現在、六巻目の「映画がなければ生きていけない2016-2018」出版準備中で「映画と夜と音楽と----」は休載し、冒険小説「天皇への密使」を連載中です。実在の人物が多く登場しますが、すべてフィクションです。なお、六巻目の「映画がなければ生きていけない2016-2018」は、アマゾンで予約受付が始まりました。

●天皇への密使・第四章その11

■1945年8月6日 1:45 テニアン島
 テニアン島では、現地時間の午前二時四十五分になろうとしていた。一時間前、三機の気象観測班のB29が日本の小倉、長崎、広島の上空に向けて飛び立った。リトルボーイと名付けられた原子爆弾を積んだエノラ・ゲイが四国の海岸線に到着する頃、それぞれの都市の気象条件を報告するためだ。まだ、どこを目標にするかは決まっていない。
 リトルボーイとニックネームをつけられたのは、その爆弾が巨大で、けた違いに重かったからである。そのため、機長の母親の名前である「エノラ・ゲイ」と機体に描かれたB29は、今回の任務には不要と思われる様々な装置を外し、超過した重量を吸収しなければならなかった。ギリギリの重量のため、滑走路もめいっぱい使って離陸する必要があった。そして、日本時間の午前一時四十五分、予定通りエノラ・ゲイは離陸した。
 日本までは、往復十二時間。
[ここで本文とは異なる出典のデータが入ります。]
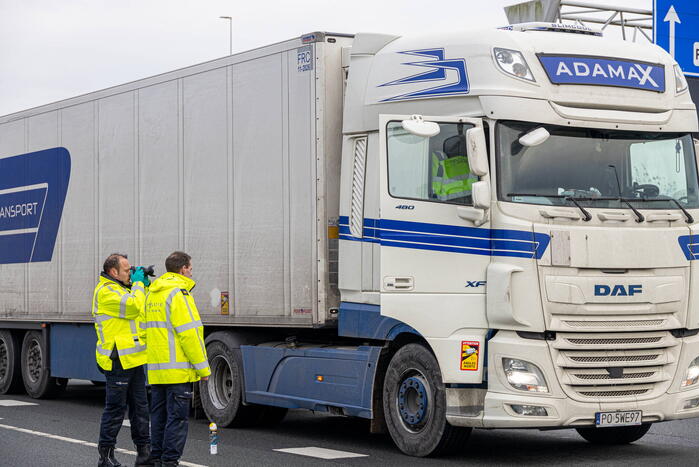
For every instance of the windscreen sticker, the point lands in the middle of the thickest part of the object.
(469, 355)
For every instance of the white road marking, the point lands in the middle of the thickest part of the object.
(79, 441)
(12, 403)
(321, 453)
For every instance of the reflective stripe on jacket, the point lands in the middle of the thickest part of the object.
(118, 315)
(175, 333)
(451, 176)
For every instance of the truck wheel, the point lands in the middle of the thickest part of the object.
(35, 373)
(10, 376)
(414, 402)
(222, 394)
(614, 435)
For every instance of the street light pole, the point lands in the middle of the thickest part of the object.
(230, 29)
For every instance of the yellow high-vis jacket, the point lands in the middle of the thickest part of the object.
(119, 315)
(174, 332)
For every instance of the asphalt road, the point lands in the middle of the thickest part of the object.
(62, 432)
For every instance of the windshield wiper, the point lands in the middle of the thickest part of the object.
(639, 216)
(637, 213)
(688, 217)
(586, 214)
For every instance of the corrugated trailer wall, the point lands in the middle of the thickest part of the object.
(225, 160)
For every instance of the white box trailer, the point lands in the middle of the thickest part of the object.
(235, 161)
(515, 211)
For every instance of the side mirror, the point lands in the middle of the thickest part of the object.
(535, 137)
(480, 193)
(415, 125)
(477, 153)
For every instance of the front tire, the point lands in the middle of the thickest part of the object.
(614, 435)
(222, 394)
(38, 382)
(414, 402)
(10, 371)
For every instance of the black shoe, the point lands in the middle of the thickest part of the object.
(107, 458)
(143, 458)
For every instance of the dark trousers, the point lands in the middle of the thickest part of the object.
(169, 411)
(125, 388)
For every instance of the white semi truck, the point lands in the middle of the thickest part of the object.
(484, 229)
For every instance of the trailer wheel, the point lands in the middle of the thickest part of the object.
(10, 375)
(414, 401)
(222, 394)
(35, 373)
(614, 435)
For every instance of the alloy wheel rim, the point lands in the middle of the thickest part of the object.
(220, 382)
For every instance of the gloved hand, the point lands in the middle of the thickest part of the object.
(139, 275)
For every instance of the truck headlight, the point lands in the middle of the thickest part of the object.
(680, 81)
(524, 376)
(513, 63)
(692, 374)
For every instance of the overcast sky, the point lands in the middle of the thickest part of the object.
(55, 49)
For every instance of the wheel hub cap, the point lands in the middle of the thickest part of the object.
(413, 401)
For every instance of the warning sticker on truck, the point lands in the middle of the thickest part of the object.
(469, 355)
(304, 58)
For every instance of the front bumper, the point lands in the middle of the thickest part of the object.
(497, 410)
(492, 408)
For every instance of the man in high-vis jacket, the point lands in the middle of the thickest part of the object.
(451, 176)
(117, 308)
(176, 356)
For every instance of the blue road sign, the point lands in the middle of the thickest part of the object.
(676, 29)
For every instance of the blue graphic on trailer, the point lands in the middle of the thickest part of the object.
(449, 238)
(437, 71)
(600, 71)
(676, 29)
(33, 189)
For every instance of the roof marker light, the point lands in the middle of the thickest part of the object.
(680, 81)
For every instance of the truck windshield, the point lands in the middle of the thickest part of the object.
(597, 168)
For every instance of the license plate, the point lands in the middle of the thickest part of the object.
(624, 418)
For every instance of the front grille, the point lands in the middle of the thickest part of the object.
(614, 358)
(645, 374)
(600, 367)
(631, 392)
(614, 340)
(655, 323)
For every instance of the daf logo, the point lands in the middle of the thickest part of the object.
(602, 290)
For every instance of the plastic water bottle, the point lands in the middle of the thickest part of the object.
(213, 438)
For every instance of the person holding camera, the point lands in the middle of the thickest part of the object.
(118, 310)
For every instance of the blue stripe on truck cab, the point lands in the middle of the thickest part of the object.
(450, 238)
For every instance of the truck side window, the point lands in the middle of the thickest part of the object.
(430, 169)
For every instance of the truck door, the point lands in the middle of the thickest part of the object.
(435, 245)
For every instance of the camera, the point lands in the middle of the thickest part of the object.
(147, 270)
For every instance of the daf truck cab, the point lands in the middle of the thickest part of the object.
(557, 287)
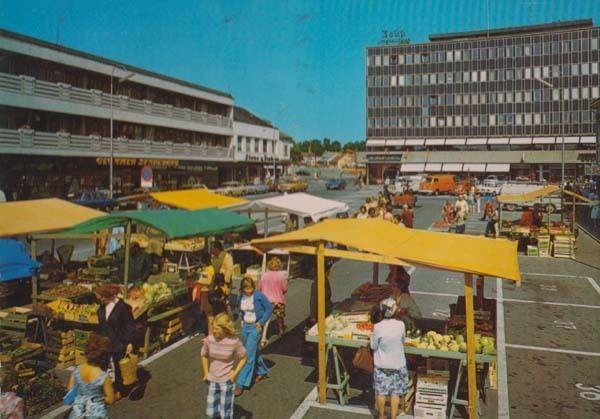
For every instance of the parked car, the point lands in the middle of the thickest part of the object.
(338, 184)
(232, 188)
(438, 184)
(291, 185)
(401, 199)
(95, 199)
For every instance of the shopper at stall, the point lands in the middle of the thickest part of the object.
(390, 375)
(117, 324)
(408, 216)
(91, 381)
(408, 310)
(274, 285)
(202, 289)
(222, 261)
(255, 310)
(362, 213)
(223, 357)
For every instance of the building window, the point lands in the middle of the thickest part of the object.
(585, 69)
日本時間の午前八時前後には、小倉か、長崎か、広島の上空に到達するはずだった。

■1945年8月13日 08:30 東京・皇居
 阿南惟幾陸軍大臣は、九時からの最高戦争指導会議の前に、天皇への謁見を願い出た。上奏の内容は別件であったが、天皇に直接、ポツダム宣言受諾の聖断を翻すことを勧めるためだった。国体の維持を条件にポツダム宣言を受諾することを連合国に示したにもかかわらず、連合国側は明確な返答をせず、「天皇は連合軍最高司令官に隷属する」ともとれる回答をよこしただけであった。
 英文で「subject to」となっている部分を大本営は「隷属する」と訳し、外務省は「制限の下におかる」と訳したが、どちらにせよ日本が降伏すれば連合国司令官の下に占領され、天皇もその下に位置することになる。これでは天皇制の維持は危ぶまれる。いくら原子爆弾が広島に続き長崎に落とされたといっても、国体が維持できないのでは日本国が存続する意味はない。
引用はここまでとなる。